Ele apagou o fogo da desilusão
E derrotou o poder do inimigo.
Fez cair por terra todo grilhão
E calou-me com o seu sorriso.

Sim, Cristo deixou um grande vazio
Foram-se a dor, a vergonha e o medo
Cristo passou e deixou seu rastro
Um coração perdoado…

E, assim, anulou-se o espaço que existia entre nós
E caiu o muro da separação
Temos paz com Deus mediante Cristo
E também paz com nossos irmãos.

Nunca os espaços vazios foram tão celebrados:
Uma cidade inteira cujos escravos foram libertos,
Um túmulo vazio,
Um coração perdoado…

Feliz Páscoa a você que celebra o vazio das prisões, a falta de amargura e de correntes que nos prendam, o silêncio que um sorriso no canto da boca provoca.
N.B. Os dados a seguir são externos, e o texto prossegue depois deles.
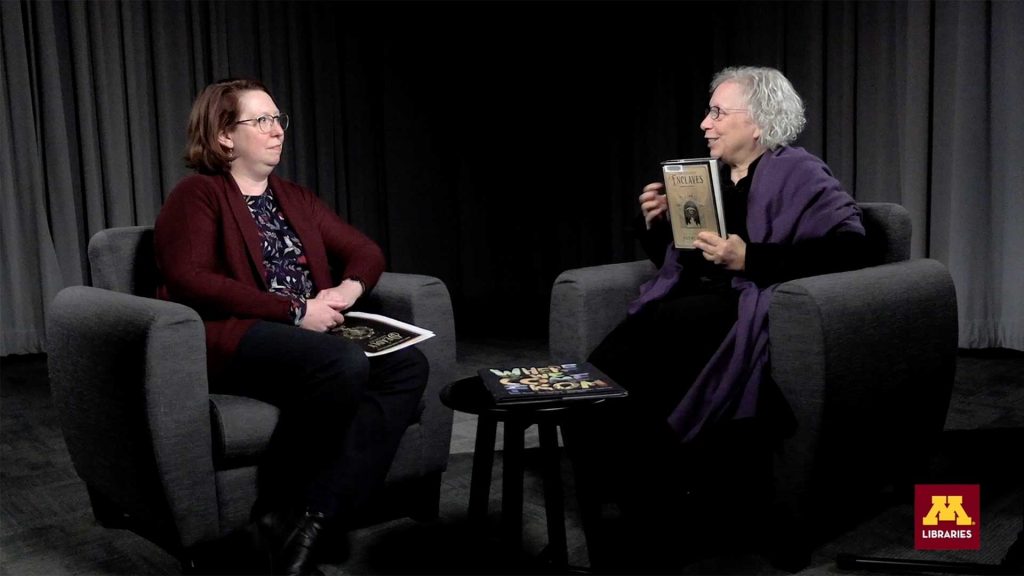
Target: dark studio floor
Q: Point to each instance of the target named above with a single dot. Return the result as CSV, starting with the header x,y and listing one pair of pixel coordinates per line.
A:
x,y
46,526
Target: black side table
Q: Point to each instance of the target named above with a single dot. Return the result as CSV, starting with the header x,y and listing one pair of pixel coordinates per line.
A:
x,y
471,397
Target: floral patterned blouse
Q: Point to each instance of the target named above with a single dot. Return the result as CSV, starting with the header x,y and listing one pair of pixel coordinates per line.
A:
x,y
287,271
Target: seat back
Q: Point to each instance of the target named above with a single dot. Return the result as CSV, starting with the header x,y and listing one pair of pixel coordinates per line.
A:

Nosso Redentor vive! Vamos celebrar!

Angela Natel

domingo, 5 de abril de 2020

"Salva-nos, te pedimos!" - Domingo de Ramos


"Salva-nos, te pedimos!" Era o clamor do povo em direção àquele que não defendeu autoridades políticas nem o Templo com seu comércio da fé nem o dogma em detrimento da vida.
Esse foi o clamor em meio à festa direcionado àquele que logo em seguida seria executado como exemplo do que acontece aos que desafiam os poderes estabelecidos - é só pesquisar o que a crucificação significava naquela época.
"Salva-nos, te pedimos!" - o sentido de Hosana! - não foi gritado em jejum, mas em festa e celebração àquele que foi reconhecido nos textos dos antigos profetas: "Teu Rei vem, montado em jumentinho". Não um rei político, não alguém com nome, fama, suposta autoridade, poder. Mas um Rei de um Reino que não é deste mundo, que não se submete aos desmandos deste tempo.
"Salva-nos, te pedimos!" Salva-nos de nós mesmos e de nossas ideias mágicas de tentar vencer as lutas com greves de fome e culto a políticos narcisistas. Salva-nos de negociarmos vidas na defesa de dogmas e teologias. Salva-nos da necropolítica e da necroteologia - caminhos de morte e destruição.
"Salva-nos, te pedimos!" E guia-nos para o caminho da cruz, do desafio ao sistema, da Palavra viva fora e acima do tempo, da morte de nossas boas ideias e do uso do teu nome para mentir, matar, roubar e destruir.
"Salva-nos, te pedimos!" Salva-nos dos falsos profetas e de todo caminho que não nos leva para a cruz, todo caminho que nos desvia de nos entregarmos e nos subtrairmos em favor dos outros, como o Senhor fez.
Salva-nos de querermos salvar a nós mesmos e ao deus Mamon - o dinheiro - em vez de compartilharmos do que temos para suprir a necessidade alheia. Salva-nos de tratar jejum como fórmula mágica, como queda de braço com Deus, e nos guia a nos abstermos a fim de ter com que saciar a fome dos necessitados.
Salva-nos de obedecermos antes a autoridade políticas do que a Deus, negando o Senhor e servindo ao Anticristo.
"Salva-nos, te pedimos!"
Salva-nos, Jesus!
.
Angela Natel - 04/04/2020 - domingo de Ramos.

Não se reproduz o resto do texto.